By Michael Every of Rabobank
A Whole Bunch Of Hooey
Welcome to another day of “a whole bunch of hooey”:
US stocks are at new record highs, money-losing stocks are rising again, Treasury bond yields are lower, and the US dollar is higher. Once again we are in “Buy all of the things” mode, it seems, despite the fact we know how this ended up when we’ve tried it before.
Facebook has beaten an anti-trust lawsuit, but Google is seeing one start; so it’s a mixed bag for Big Tech under a more activist FTC for the first time in a very, very long time.
US banks are of course pumping up dividends and stock buybacks now that stress tests have been passed.
Former President Obama has stated: “What we saw was my successor, the former president, violate that core tenet that you count the votes and then declare a winner – and fabricate and make up a whole bunch of hooey.” The US remains deeply, worryingly split between those who agree with the above completely, and those who think if you remove the hyphen in the same sentence it describes the actual reality.
Indeed, the only area of bipartisan agreement in the US is China, where the US House of Representatives has passed its own version of an anti-China tech/industrial policy bill. The two bills will now need to be reconciled, with the only difference being how tough the final bill is (very, or very, very), and how much spending it allocates to US R&D (lots, or lots and lots). That’s both economic stimulus and New Cold War all in one – as large firms and funds, and many Western leaders, still refuse to admit the latter is happening. On which, see Michael Schuman in Bloomberg -“The West Can’t Call the Shots on China’s Agenda”- arguing we are *already* in a Cold War, and for the West, “the faster their leaders grasp this unfortunate reality, the better they’ll be able to contend with it.”
The Fed are still talking about a very gradual path towards normalization; the ECB very much isn’t; and the PBOC are now giving hints of moderate policy easing as they start to think about what will happen when the Fed moves in the other direction.
The Fed’s Rosengren also stated yesterday that the last thing the US needs is another housing “boom and bust”. Which part of that are we going to be skipping for the first time ever, and does that mean we are no longer allowed to have (crazy) market cycles? Indeed, has he seen house prices lately? They suggest one of his two horses has already bolted – so what can be done to keep the other one in the stable?

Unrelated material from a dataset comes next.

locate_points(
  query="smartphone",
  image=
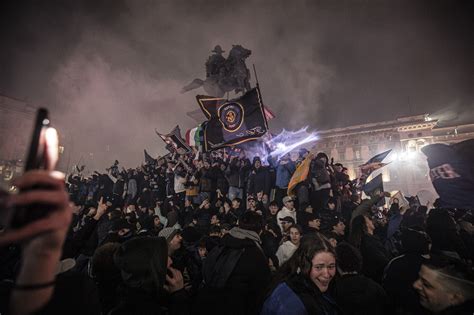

Relatedly, the US is still undecided on the scale of any more fiscal stimulus; yet Germany may want the EU to return to austerity from 2023, and perhaps the UK may yet join it(?);
The UK is opening up its economy on July 19 regardless of what the Covid Delta variant is doing - but Hong Kong is about to ban all flights arriving from the UK from Thursday.
Meanwhile, Niall Ferguson -the historian, not statistician- argues we haven’t won the war on the virus yet, as only 10% of the world is vaccinated, and only 0.3% of those shots have been in the world’s poorest countries. Largely unreported, the Indian Bar Association is suing the WHO Chief Scientist for tweeting against the anti-Covid use of Ivermectin - which still cannot be mentioned on some US social media even by leading scientists at all.
It’s 46C in the US Pacific Northwest; and Bloomberg reports on looming “water wars” in the US; so naturally everyone wants to go Green - especially Wall Street funds.
Yet in June 2019, the head of earth sciences at the Natural History Museum in London had already calculated that converting just the UK’s 31m vehicles to electric would require “two times the total annual world cobalt production, nearly the entire world production of neodymium, three-quarters of the world’s lithium production, and at least half of the world’s copper production during 2018.” – add the US, EU, Japan, and China to the mix and do the math. Or perhaps it’s better if you don’t.
Crypto is the inevitable future, as governments are soundly beaten by those pesky kids; or the infinite supply of finite objects is the latest mega-bubble; and/or CBDCs are coming to eat the crypto lunch – and maybe change global trade settlement patterns; and/or DeFi may do the same with traditional banking.
So, another day of so much hoo-ha. And of so much hoopla. And, yes, of so much hooey.